Large format is the size of the summer on the walls of three Martha’s Vineyard art galleries, with expansive landscapes, abstracts and abstract landscapes by several distinctly different painters.
Carol Brown Goldberg’s one-woman show Mirror Universe, in the Martha’s Vineyard Playhouse lobby gallery, is a carnival of color, form and motion, with each painting revealing different elements depending on where in the room you stand to view it.
Ms. Brown Goldberg’s nine purely abstract acrylics, with playful—even suggestive—titles, like Bobby Bloom on the Boardwalk, Oh Baby Baby Baby and Ecstasy, exuberantly cross action painting with geometric stencils overlaid by grids of brightly painted, perfectly round or oval dots.
This jazz-like expression of emotional freedom within a powerful rhythmic structure is enhanced in several of Ms. Brown Goldberg’s works by her use of polymer particles, which add a glitter-like sparkle to the 3-D effect created by the grids of painted dots.
To gaze at one of her paintings for any length of time is to see shapes emerge, like clouds that fleetingly resemble familiar objects. Is that a spinnaker? Does that checkerboard look like a parquet floor?
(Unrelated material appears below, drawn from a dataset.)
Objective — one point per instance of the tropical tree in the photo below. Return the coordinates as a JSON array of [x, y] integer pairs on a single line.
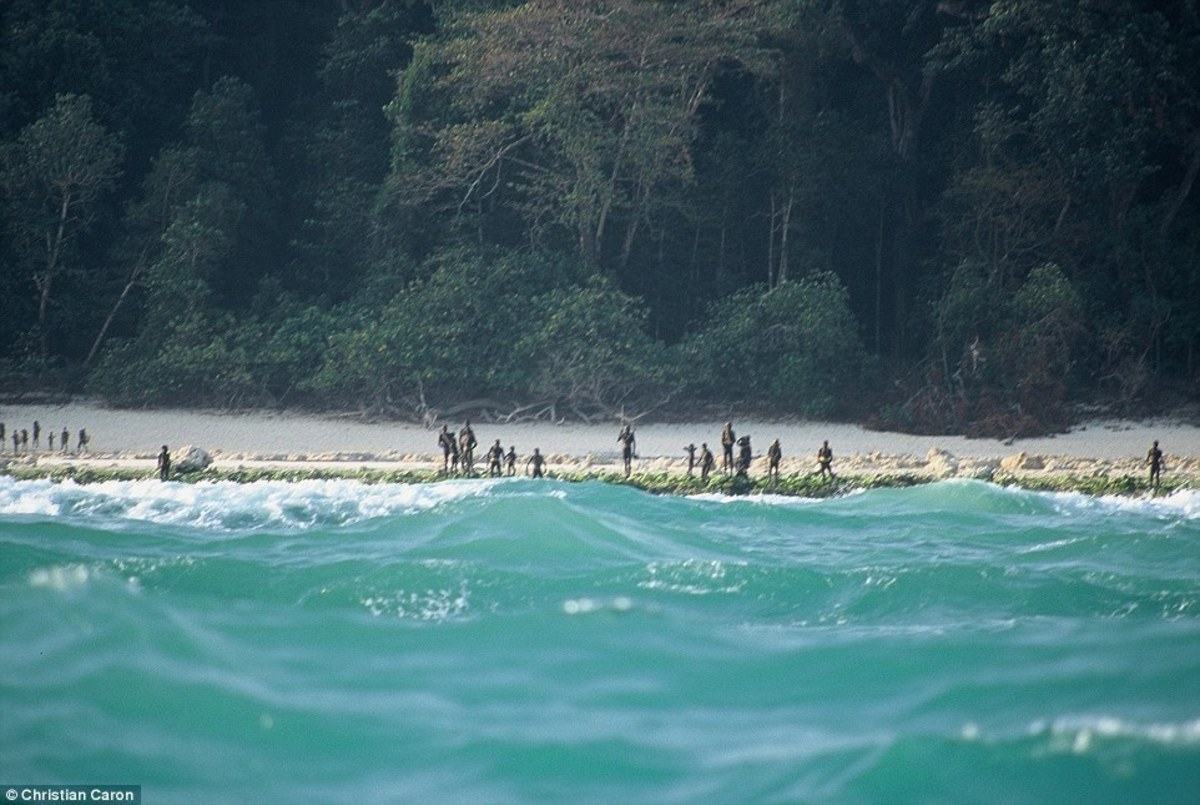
[[54, 176]]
Move slightly and the shift of light will change everything. You might even catch yourself thinking that the work is breathing, no longer flat against the wall but pressing forward into space.
Ms. Brown Goldberg is also a sculptor, with installations at several American universities and museums, and she collaborated with filmmaker Anthony Szulc on the award-winning short The Color of Time (2012).
Her paintings are on view in the playhouse lobby during box office hours: Monday and Saturday from 4 pm. to 9 p.m. and Tuesday through Friday from 2 p.m. to 9 p.m., through August 1.
At Tanya Augoustinos’s A Gallery, now housed at 510 State Road in West Tisbury, Rez Williams is showing his latest series of Monhegan Island oils through August 7.
These energetic coastal and woodland scenes, painted from snapshots Mr. Williams took on the Maine island, are the work of a master in abstraction confronting a dynamic environment one moment at a time.
His beaver-gnawed snags, human-felled tree trunks and swirling tide pools capture the less-scenic side of coastal New England and its second-growth forests, while unexpected colors—a pink slope, bright blue shadows on a fallen limb, boulders splashed with yellow—highlight the stark forms that shape Mr. Williams’s images.
A Gallery is open Sunday through Wednesday from 10:30 a.m. to 6 p.m. and Tuesday by appointment.
Granary Gallery in West Tisbury held a reception Sunday for three painters in its summer exhibition. Along with David Wallis’s contemplative oils and Heidi Lang-Parrinello’s sun-splashed watercolors, the Granary is showing new Island scenes and sights by Jeanne Staples.
Ms. Staples’s latest large paintings—including Twilight Ferry, of the Island Home loading cars under a sickle moon on an off-season evening, and a peaceful, affectionate view of Up-Island Automotive in West Tisbury—pay tribute to Edward Hopper’s influence with their interplay of light and shadow.
Golden sunlight bathes the flanks of cattle grazing in an up-Island field, long shadows streak a barnyard and in each of Ms. Staples’s two smaller paintings, a man cuts fish in a narrow swath of light from an unseen window.
Nearly all of Ms. Staples’s works in the show were painted this year. Her views of Eastville and of the Vineyard Haven waterfront near the Black Dog Tavern date from 2017.
The Granary Gallery is open daily, from 10 a.m. to 5 p.m. Monday through Saturday and from 11 a.m. to 4 p.m. Sunday.